I can't make sense of the following behavior: one header with some basic types, and another header in which I use these types in several functions. Afterward I started constructing classes based on my defined types and functions. In the function header if I leave the following signature:

void whateverFunction(parameters)

The linker points out that there are multiple definitions of whateverFunction. Now if change it to:

inline void whateverFunction(parameters)

the linkage problem is gone and all compiles and links well. What I know concerning inline is that it replaces every function call with it's code other than that it's a pretty dark, so my question is:

How does the linker treats inline functions in C++?

When the function in the header is not inline, then multiple definitions of this function (e.g. in multiple translation units) is a violation of ODR rules.

Inline functions by default have external linkage. Hence, as a consequence of ODR rules (given below), such multiple definitions (e.g. in multiple translation units) are Okay:

$3.2/5- "There can be more than one definition of a class type (Clause 9), enumeration type (7.2), inline function with external linkage (7.1.2), class template (Clause 14), non-static function template (14.5.6), static data member of a class template (14.5.1.3), member function of a class template (14.5.1.1), or template specialization for which some template parameters are not specified (14.7, 14.5.5) in a program provided that each definition appears in a different translation unit, and provided the definitions satisfy the following requirements. Given such an entity named D defined in more than one translation unit, then

— each definition of D shall consist of the same sequence of tokens; and [...]

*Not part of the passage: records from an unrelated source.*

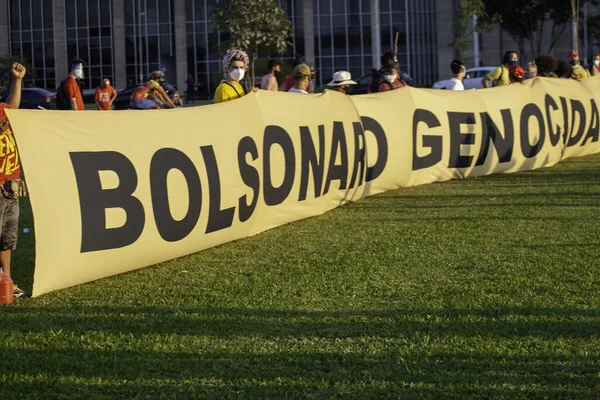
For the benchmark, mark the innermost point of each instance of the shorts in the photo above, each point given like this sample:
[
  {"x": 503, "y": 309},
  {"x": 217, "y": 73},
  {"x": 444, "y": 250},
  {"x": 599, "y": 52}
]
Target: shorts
[
  {"x": 142, "y": 104},
  {"x": 9, "y": 223}
]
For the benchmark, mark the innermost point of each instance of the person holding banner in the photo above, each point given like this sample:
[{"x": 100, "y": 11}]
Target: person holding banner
[
  {"x": 458, "y": 69},
  {"x": 501, "y": 75},
  {"x": 141, "y": 98},
  {"x": 235, "y": 64},
  {"x": 302, "y": 77},
  {"x": 594, "y": 68},
  {"x": 579, "y": 73},
  {"x": 530, "y": 70},
  {"x": 11, "y": 185},
  {"x": 105, "y": 95},
  {"x": 68, "y": 96},
  {"x": 341, "y": 82},
  {"x": 546, "y": 64},
  {"x": 391, "y": 75}
]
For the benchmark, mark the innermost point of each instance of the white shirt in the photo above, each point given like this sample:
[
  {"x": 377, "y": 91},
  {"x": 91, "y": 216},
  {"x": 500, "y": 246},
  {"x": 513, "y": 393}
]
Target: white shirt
[
  {"x": 455, "y": 84},
  {"x": 294, "y": 90}
]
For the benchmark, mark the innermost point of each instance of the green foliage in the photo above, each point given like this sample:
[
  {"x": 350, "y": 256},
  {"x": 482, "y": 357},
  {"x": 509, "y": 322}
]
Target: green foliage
[
  {"x": 485, "y": 23},
  {"x": 524, "y": 20},
  {"x": 479, "y": 288},
  {"x": 253, "y": 25}
]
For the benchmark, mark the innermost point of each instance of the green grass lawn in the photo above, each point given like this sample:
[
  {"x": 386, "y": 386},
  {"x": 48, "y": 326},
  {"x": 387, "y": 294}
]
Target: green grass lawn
[{"x": 479, "y": 288}]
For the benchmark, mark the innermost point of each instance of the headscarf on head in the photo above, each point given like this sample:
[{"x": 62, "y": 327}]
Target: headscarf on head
[{"x": 234, "y": 55}]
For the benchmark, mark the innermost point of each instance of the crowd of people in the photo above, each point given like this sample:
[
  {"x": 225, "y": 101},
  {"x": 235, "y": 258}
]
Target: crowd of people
[
  {"x": 544, "y": 65},
  {"x": 155, "y": 93},
  {"x": 235, "y": 64}
]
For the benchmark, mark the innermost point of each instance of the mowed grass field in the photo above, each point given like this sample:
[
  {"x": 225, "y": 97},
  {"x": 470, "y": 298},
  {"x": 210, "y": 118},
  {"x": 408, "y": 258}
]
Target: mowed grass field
[{"x": 479, "y": 288}]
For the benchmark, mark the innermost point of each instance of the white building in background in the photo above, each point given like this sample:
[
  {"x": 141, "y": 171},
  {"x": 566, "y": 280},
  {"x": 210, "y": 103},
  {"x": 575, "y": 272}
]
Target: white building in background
[{"x": 124, "y": 40}]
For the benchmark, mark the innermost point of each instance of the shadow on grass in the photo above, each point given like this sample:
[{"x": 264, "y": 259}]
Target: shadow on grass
[{"x": 300, "y": 353}]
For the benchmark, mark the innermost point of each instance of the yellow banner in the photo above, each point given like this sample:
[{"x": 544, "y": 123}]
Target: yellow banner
[{"x": 115, "y": 191}]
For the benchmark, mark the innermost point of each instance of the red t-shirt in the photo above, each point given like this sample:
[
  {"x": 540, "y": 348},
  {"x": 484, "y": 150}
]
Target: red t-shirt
[
  {"x": 72, "y": 90},
  {"x": 104, "y": 96},
  {"x": 384, "y": 87},
  {"x": 10, "y": 166},
  {"x": 288, "y": 83}
]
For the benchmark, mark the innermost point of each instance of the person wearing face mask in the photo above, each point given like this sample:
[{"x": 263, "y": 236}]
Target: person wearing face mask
[
  {"x": 69, "y": 94},
  {"x": 390, "y": 73},
  {"x": 500, "y": 76},
  {"x": 594, "y": 68},
  {"x": 302, "y": 77},
  {"x": 144, "y": 97},
  {"x": 341, "y": 82},
  {"x": 563, "y": 69},
  {"x": 105, "y": 95},
  {"x": 530, "y": 70},
  {"x": 234, "y": 66},
  {"x": 579, "y": 72},
  {"x": 458, "y": 69}
]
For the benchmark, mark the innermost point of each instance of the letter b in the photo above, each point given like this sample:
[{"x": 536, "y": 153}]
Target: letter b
[{"x": 94, "y": 200}]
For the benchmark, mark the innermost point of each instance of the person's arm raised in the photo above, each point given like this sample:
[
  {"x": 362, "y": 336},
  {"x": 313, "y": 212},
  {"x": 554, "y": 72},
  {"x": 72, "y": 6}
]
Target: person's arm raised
[{"x": 17, "y": 73}]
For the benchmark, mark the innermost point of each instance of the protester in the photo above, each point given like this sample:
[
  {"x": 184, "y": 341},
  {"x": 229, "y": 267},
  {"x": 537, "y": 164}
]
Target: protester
[
  {"x": 530, "y": 70},
  {"x": 269, "y": 81},
  {"x": 517, "y": 73},
  {"x": 288, "y": 82},
  {"x": 341, "y": 82},
  {"x": 190, "y": 95},
  {"x": 170, "y": 90},
  {"x": 234, "y": 64},
  {"x": 563, "y": 69},
  {"x": 11, "y": 186},
  {"x": 390, "y": 72},
  {"x": 579, "y": 72},
  {"x": 500, "y": 76},
  {"x": 313, "y": 75},
  {"x": 69, "y": 95},
  {"x": 546, "y": 64},
  {"x": 302, "y": 77},
  {"x": 594, "y": 68},
  {"x": 142, "y": 97},
  {"x": 377, "y": 77},
  {"x": 458, "y": 71},
  {"x": 105, "y": 95}
]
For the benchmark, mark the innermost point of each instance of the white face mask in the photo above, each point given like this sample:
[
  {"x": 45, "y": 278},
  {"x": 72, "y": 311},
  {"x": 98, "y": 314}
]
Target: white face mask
[
  {"x": 237, "y": 74},
  {"x": 78, "y": 72}
]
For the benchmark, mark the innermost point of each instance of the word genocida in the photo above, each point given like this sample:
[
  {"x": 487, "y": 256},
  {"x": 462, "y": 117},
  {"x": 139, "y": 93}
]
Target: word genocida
[
  {"x": 574, "y": 122},
  {"x": 349, "y": 170}
]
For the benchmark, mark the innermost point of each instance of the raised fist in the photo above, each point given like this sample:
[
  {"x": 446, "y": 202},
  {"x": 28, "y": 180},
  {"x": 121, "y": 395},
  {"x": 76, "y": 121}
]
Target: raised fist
[{"x": 18, "y": 71}]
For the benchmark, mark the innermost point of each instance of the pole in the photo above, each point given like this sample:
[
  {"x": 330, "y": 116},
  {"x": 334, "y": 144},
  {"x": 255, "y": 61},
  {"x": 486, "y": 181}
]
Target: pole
[
  {"x": 475, "y": 43},
  {"x": 585, "y": 44},
  {"x": 140, "y": 13},
  {"x": 575, "y": 8},
  {"x": 375, "y": 33}
]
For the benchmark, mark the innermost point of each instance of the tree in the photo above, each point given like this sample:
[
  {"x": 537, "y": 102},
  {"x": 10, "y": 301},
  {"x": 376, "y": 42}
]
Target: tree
[
  {"x": 524, "y": 21},
  {"x": 485, "y": 23},
  {"x": 253, "y": 25}
]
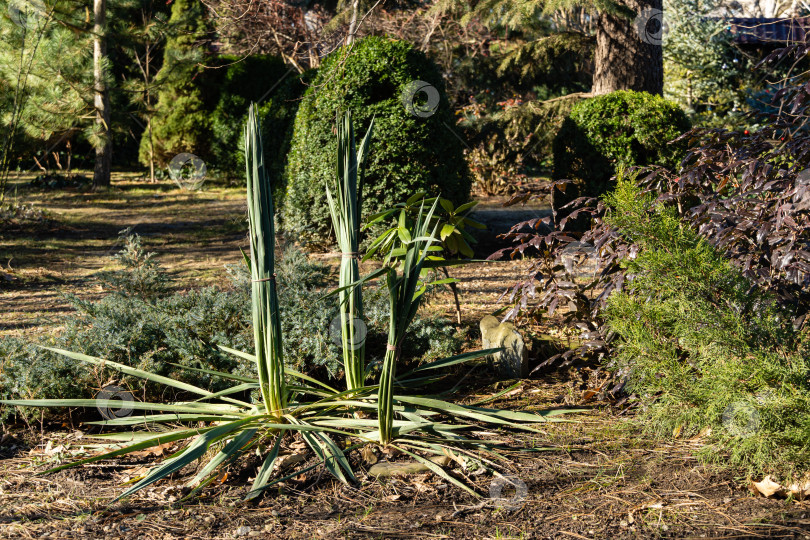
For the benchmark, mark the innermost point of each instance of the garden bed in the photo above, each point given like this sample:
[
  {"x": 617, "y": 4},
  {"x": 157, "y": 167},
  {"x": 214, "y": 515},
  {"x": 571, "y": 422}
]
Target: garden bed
[{"x": 599, "y": 477}]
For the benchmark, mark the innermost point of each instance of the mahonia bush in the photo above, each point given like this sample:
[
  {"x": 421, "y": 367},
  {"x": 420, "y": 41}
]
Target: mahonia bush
[
  {"x": 702, "y": 346},
  {"x": 408, "y": 153}
]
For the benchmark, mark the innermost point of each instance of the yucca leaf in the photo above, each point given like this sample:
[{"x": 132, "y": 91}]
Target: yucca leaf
[
  {"x": 228, "y": 454},
  {"x": 193, "y": 452},
  {"x": 131, "y": 371},
  {"x": 263, "y": 476}
]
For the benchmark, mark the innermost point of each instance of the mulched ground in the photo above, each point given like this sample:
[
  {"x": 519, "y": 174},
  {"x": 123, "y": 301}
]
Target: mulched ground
[{"x": 599, "y": 477}]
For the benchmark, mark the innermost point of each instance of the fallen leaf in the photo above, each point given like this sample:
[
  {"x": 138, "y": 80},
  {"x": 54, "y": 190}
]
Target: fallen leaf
[
  {"x": 767, "y": 487},
  {"x": 369, "y": 457},
  {"x": 156, "y": 451}
]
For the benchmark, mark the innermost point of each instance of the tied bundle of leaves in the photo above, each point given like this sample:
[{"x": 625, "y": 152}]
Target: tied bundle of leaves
[
  {"x": 405, "y": 291},
  {"x": 344, "y": 209},
  {"x": 266, "y": 316}
]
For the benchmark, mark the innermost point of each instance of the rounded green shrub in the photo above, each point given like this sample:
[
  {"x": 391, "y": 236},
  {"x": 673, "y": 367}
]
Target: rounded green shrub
[
  {"x": 409, "y": 152},
  {"x": 620, "y": 129}
]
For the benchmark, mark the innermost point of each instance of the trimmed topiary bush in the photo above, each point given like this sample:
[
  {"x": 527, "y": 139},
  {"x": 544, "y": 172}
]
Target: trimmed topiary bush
[
  {"x": 608, "y": 132},
  {"x": 409, "y": 152}
]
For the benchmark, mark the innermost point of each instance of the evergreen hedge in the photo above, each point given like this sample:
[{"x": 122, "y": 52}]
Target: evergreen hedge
[
  {"x": 408, "y": 152},
  {"x": 266, "y": 80},
  {"x": 606, "y": 133}
]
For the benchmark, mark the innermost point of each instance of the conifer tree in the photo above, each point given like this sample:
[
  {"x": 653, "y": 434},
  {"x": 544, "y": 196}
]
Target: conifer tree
[
  {"x": 180, "y": 121},
  {"x": 628, "y": 54}
]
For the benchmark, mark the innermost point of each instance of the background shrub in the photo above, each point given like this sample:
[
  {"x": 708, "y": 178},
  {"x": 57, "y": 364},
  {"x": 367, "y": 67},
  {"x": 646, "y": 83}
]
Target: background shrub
[
  {"x": 408, "y": 153},
  {"x": 277, "y": 89},
  {"x": 609, "y": 132}
]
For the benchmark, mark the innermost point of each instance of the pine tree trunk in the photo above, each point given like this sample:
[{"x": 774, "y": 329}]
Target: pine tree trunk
[
  {"x": 628, "y": 52},
  {"x": 101, "y": 173}
]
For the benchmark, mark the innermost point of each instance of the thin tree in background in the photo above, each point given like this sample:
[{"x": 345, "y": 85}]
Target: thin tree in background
[
  {"x": 103, "y": 141},
  {"x": 628, "y": 54}
]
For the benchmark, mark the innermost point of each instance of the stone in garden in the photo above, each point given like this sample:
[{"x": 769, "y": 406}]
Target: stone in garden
[
  {"x": 404, "y": 468},
  {"x": 513, "y": 361}
]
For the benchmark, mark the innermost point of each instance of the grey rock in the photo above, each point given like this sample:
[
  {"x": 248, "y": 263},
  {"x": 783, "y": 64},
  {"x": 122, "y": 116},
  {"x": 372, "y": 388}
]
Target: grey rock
[{"x": 513, "y": 361}]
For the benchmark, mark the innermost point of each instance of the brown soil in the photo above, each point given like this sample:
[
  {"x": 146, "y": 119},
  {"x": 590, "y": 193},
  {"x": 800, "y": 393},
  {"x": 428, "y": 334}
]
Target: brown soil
[{"x": 599, "y": 477}]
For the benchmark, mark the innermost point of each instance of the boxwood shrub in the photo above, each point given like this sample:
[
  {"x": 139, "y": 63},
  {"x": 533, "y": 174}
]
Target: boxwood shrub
[
  {"x": 408, "y": 152},
  {"x": 608, "y": 132}
]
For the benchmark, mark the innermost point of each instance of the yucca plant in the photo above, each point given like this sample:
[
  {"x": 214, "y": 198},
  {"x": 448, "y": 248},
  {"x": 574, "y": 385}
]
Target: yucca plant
[
  {"x": 231, "y": 423},
  {"x": 266, "y": 315},
  {"x": 405, "y": 291},
  {"x": 344, "y": 208},
  {"x": 292, "y": 401}
]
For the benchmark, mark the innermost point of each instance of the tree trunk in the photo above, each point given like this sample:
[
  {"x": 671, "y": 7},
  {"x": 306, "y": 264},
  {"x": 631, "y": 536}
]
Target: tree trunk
[
  {"x": 101, "y": 173},
  {"x": 628, "y": 51}
]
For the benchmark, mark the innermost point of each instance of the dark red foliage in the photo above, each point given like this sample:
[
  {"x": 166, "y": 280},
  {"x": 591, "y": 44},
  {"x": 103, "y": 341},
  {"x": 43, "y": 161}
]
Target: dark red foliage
[{"x": 747, "y": 193}]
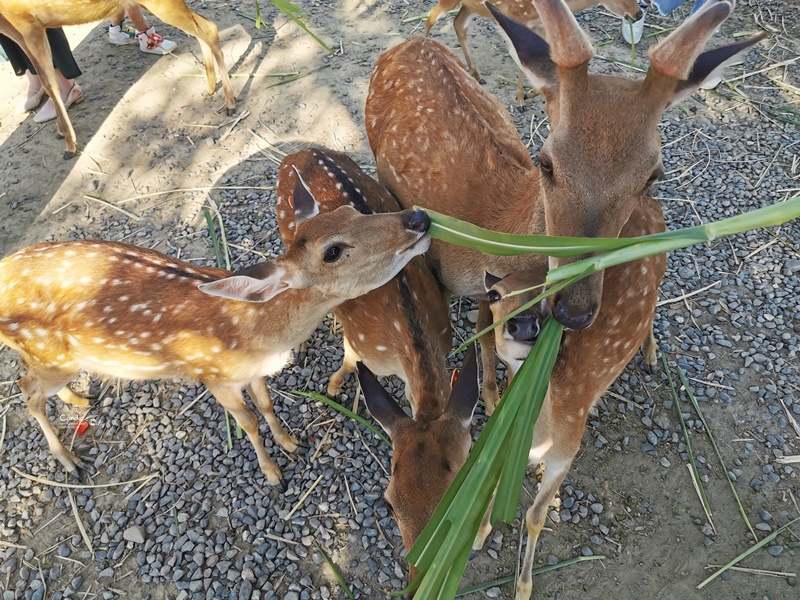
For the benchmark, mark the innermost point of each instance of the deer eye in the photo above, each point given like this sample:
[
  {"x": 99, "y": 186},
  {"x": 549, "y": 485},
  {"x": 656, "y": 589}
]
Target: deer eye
[
  {"x": 332, "y": 254},
  {"x": 545, "y": 165}
]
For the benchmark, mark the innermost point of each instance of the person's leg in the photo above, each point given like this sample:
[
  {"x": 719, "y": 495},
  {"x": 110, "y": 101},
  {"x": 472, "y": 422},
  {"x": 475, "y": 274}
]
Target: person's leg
[{"x": 149, "y": 41}]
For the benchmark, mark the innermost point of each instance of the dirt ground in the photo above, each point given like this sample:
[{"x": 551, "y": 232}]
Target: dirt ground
[{"x": 155, "y": 150}]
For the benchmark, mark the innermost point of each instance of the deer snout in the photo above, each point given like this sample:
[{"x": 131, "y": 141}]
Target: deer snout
[
  {"x": 524, "y": 328},
  {"x": 417, "y": 220}
]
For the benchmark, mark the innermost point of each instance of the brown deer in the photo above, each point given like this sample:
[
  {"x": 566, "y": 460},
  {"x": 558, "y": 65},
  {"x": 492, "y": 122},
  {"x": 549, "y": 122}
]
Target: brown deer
[
  {"x": 441, "y": 141},
  {"x": 522, "y": 11},
  {"x": 25, "y": 21},
  {"x": 427, "y": 451},
  {"x": 134, "y": 313},
  {"x": 401, "y": 328}
]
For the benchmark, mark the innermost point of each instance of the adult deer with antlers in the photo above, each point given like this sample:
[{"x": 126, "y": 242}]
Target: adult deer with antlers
[
  {"x": 443, "y": 142},
  {"x": 134, "y": 313},
  {"x": 25, "y": 22},
  {"x": 401, "y": 328},
  {"x": 522, "y": 11}
]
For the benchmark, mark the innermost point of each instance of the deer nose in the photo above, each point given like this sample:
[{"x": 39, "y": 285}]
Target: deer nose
[
  {"x": 418, "y": 220},
  {"x": 523, "y": 328},
  {"x": 570, "y": 320}
]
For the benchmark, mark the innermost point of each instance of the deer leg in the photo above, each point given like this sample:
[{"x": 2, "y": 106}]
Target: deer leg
[
  {"x": 437, "y": 11},
  {"x": 489, "y": 391},
  {"x": 37, "y": 385},
  {"x": 649, "y": 350},
  {"x": 34, "y": 42},
  {"x": 179, "y": 15},
  {"x": 69, "y": 397},
  {"x": 233, "y": 401},
  {"x": 460, "y": 24},
  {"x": 336, "y": 381},
  {"x": 554, "y": 474},
  {"x": 261, "y": 397}
]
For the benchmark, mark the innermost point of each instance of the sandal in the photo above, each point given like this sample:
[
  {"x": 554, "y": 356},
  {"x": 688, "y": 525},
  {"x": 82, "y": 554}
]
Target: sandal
[
  {"x": 33, "y": 100},
  {"x": 48, "y": 112}
]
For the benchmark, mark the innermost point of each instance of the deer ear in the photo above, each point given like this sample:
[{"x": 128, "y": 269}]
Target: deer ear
[
  {"x": 709, "y": 65},
  {"x": 528, "y": 50},
  {"x": 258, "y": 283},
  {"x": 305, "y": 205},
  {"x": 464, "y": 396},
  {"x": 380, "y": 403}
]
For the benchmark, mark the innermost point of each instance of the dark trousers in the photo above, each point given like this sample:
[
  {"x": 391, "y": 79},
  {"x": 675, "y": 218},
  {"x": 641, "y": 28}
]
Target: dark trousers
[{"x": 59, "y": 47}]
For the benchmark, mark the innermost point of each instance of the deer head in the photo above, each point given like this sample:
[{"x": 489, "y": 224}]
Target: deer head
[
  {"x": 428, "y": 450},
  {"x": 603, "y": 152}
]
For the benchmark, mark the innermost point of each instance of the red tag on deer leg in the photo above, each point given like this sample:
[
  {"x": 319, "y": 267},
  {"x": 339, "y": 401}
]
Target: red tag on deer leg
[{"x": 454, "y": 378}]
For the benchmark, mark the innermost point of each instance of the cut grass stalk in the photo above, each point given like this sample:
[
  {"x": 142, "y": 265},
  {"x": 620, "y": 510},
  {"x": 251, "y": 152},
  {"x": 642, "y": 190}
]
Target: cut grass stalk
[
  {"x": 696, "y": 406},
  {"x": 336, "y": 572},
  {"x": 175, "y": 516},
  {"x": 616, "y": 250},
  {"x": 344, "y": 411},
  {"x": 747, "y": 553},
  {"x": 698, "y": 484},
  {"x": 478, "y": 587}
]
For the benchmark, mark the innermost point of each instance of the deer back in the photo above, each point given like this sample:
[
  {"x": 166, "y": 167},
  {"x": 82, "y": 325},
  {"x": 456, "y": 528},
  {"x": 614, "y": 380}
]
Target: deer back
[
  {"x": 442, "y": 142},
  {"x": 135, "y": 313},
  {"x": 595, "y": 167},
  {"x": 401, "y": 328}
]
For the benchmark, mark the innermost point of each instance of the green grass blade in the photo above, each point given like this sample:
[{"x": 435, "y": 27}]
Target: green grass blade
[
  {"x": 293, "y": 12},
  {"x": 617, "y": 251},
  {"x": 344, "y": 411},
  {"x": 747, "y": 553},
  {"x": 212, "y": 231},
  {"x": 462, "y": 233},
  {"x": 682, "y": 238},
  {"x": 336, "y": 572},
  {"x": 716, "y": 450},
  {"x": 698, "y": 483}
]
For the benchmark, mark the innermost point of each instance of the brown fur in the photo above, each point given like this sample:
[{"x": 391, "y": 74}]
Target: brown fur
[{"x": 130, "y": 312}]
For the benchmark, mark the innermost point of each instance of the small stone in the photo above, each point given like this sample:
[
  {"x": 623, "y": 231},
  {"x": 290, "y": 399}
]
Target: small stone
[
  {"x": 775, "y": 550},
  {"x": 134, "y": 534}
]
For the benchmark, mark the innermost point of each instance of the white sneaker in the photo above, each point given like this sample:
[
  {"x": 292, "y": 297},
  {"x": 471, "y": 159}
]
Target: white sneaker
[
  {"x": 152, "y": 43},
  {"x": 632, "y": 30},
  {"x": 120, "y": 36}
]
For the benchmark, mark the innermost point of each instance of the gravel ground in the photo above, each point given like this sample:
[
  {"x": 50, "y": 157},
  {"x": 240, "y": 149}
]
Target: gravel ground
[{"x": 206, "y": 525}]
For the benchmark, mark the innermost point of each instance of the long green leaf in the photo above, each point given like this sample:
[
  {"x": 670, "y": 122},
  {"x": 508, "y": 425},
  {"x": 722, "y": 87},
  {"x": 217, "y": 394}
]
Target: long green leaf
[
  {"x": 768, "y": 216},
  {"x": 696, "y": 406},
  {"x": 293, "y": 12},
  {"x": 747, "y": 553},
  {"x": 344, "y": 411},
  {"x": 618, "y": 250}
]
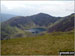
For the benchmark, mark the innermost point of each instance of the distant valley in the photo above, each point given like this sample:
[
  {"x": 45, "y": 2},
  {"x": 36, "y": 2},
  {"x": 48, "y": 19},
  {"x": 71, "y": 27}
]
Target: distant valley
[{"x": 15, "y": 26}]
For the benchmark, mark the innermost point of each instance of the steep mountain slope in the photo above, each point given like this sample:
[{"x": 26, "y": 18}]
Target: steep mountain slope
[
  {"x": 40, "y": 19},
  {"x": 16, "y": 25},
  {"x": 66, "y": 24},
  {"x": 4, "y": 17}
]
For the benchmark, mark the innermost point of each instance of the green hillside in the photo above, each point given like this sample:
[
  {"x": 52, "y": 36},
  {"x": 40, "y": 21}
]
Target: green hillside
[{"x": 46, "y": 44}]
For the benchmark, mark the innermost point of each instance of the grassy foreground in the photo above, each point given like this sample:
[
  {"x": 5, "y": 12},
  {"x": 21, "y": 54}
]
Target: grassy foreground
[{"x": 48, "y": 44}]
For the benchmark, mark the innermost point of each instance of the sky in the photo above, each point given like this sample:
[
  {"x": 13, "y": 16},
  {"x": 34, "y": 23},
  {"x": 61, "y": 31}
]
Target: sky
[{"x": 27, "y": 8}]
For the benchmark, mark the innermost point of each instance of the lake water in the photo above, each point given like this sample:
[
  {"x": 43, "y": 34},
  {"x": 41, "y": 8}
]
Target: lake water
[{"x": 36, "y": 30}]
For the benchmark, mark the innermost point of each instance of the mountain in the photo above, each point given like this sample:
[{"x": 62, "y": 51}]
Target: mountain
[
  {"x": 15, "y": 27},
  {"x": 5, "y": 17},
  {"x": 40, "y": 19},
  {"x": 66, "y": 24}
]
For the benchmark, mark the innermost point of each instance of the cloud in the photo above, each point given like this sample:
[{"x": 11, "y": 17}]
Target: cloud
[{"x": 26, "y": 8}]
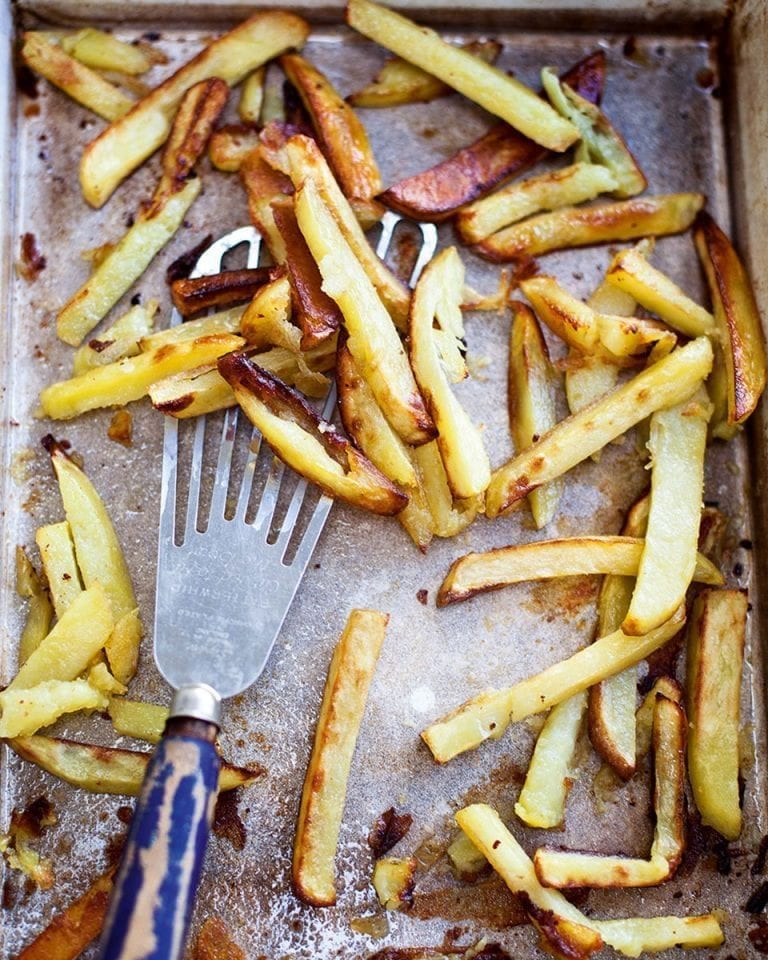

How the linker treats inline functions is a pretty much implementation level detail. Suffice it to know that the implementation accepts such mulitple defintions within the limitations of ODR rules

Note that if the function declaration in header is changed to 'static inline....', then the inline function explicitly has internal linkage and each translation unit has it's own copy of the static inline function.

The linker may not see inline functions at all. They are usually compiled straight into the code that calls them (i.e., the code is used in place of a function call).

If the compiler chooses not to inline the function (since it is merely a hint), I'm not sure, but I think the compiler emits it as a normal non-inline function and somehow annotates it so the linker just picks the first copy it sees and ignores the others.

It seems indeed counter-intuitive that an inline function has "external linkage" in C++ lingo; after all, the function symbol (its name) is not exported at all in the resulting object file — indeed, there often will not be any function but just inlined code! —, and therefore cannot be linked against, as opposed to the result of external linkage for normal variables and functions.

There is an IBM article which discusses the consequences of inline functions having external linkage, and it agrees with the cppreference page. In short,

• The function has the same address in different translation units (this may matter if you compare function pointers);
• type declarations within the inline function are the same in all translation units (this may be logically tied to the next point, see footnote);
• function-local static variables are shared between the functions (this is extremely important for initialization and resource allocation strategies).

I can imagine that the latter point is the main motivation for the external linkage of inline functions. Initialization of function-local static variables is protected against concurrency and performed only once. It is a common and fail-proof pattern for thread-safe resource allocation. The variables must be shared for that.¹ It would be sad to give that up; in particular, one-line functions which return a resource which are prime candidates for inlining. If they could not guarantee that the resource is initialized one would have to choose between the two:

inline FILE *logfile()
{
   static FILE *fp = openLogfile(); // done once, thread-safe
   return fp; // all subsequent calls simply return fp.
}

External linkage guarantees that all calls of this inline function, across translation units, will return the same file pointer.

¹ The "same type" provision may be related to that; imagine that an inline function defines a static custom sentinel class object with a resource handle that is responsible for freeing a resource.

The inline just masks the problem. Having multiple definition points out a problem somewhere.

Juste be careful about how you use your headers. Dont forget to : - << #ifndef HEADER_NAME / #define HEADER_NAME / #endif >> to avoid multiple inclusion. - Do not use indirect inclusion : if you use a type in a file, add the corresponding header, even if another header in the same file includes it.